Is that theme part of why you kept a rural setting?
That, and having a machine walking around the countryside was also more visually interesting to me than having him walk around a city.
You also retain the Iron Giant lumbering through the ocean.
At the beginning of the book, he drops off a cliff, then emerges from the water without having any explanation of his origins. I like that Hughes didn't explain his origins, but I didn't like him just coming out of the sea. I didn't want any of those movie-audience questions -- like I ask when I'm in the audience -- such as, "How come he didn't rust?" "Is he from a civilization? Why don't they take a submarine down and find it?" Immediately, in an odd way, if he comes from space, it's easier to convince an audience that this could happen. And it becomes a bigger story. It's about what's outside ourselves. When we think of water, we think of going in; when we think of space, we think of going out. But I let him crash into the sea, because I thought that was cool, too, and for a moment you think that he's a lighthouse, until the two lights split and you realize it's something with two eyes.
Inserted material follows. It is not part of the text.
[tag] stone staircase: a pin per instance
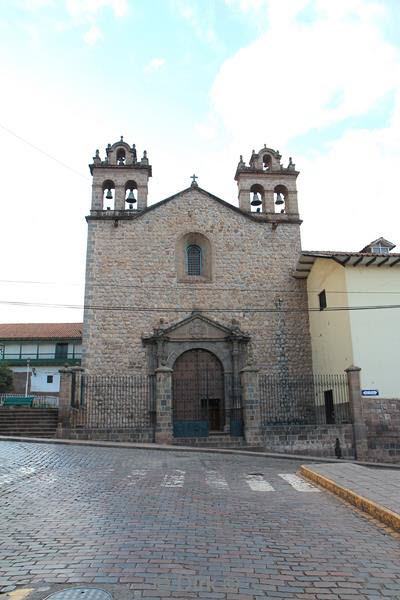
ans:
(28, 422)
(214, 440)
The choice of setting the film in the '50s -- was that to make it a homage to '50s sci-fi?
There's a little "Invaders From Mars," a little "The Day the Earth Stood Still." But I also wanted that time period because it presented a wholesome surface, yet beneath the wholesome surface was this incredible paranoia. We were all going to die in a freak-out.
There's also a beatnik, Dean, representing the cool side of the '50s.
"Kent Mansley," the national security agent -- he's representing the Ward Cleaver side, and Dean is representing the rebel side. To me that's America in a nutshell.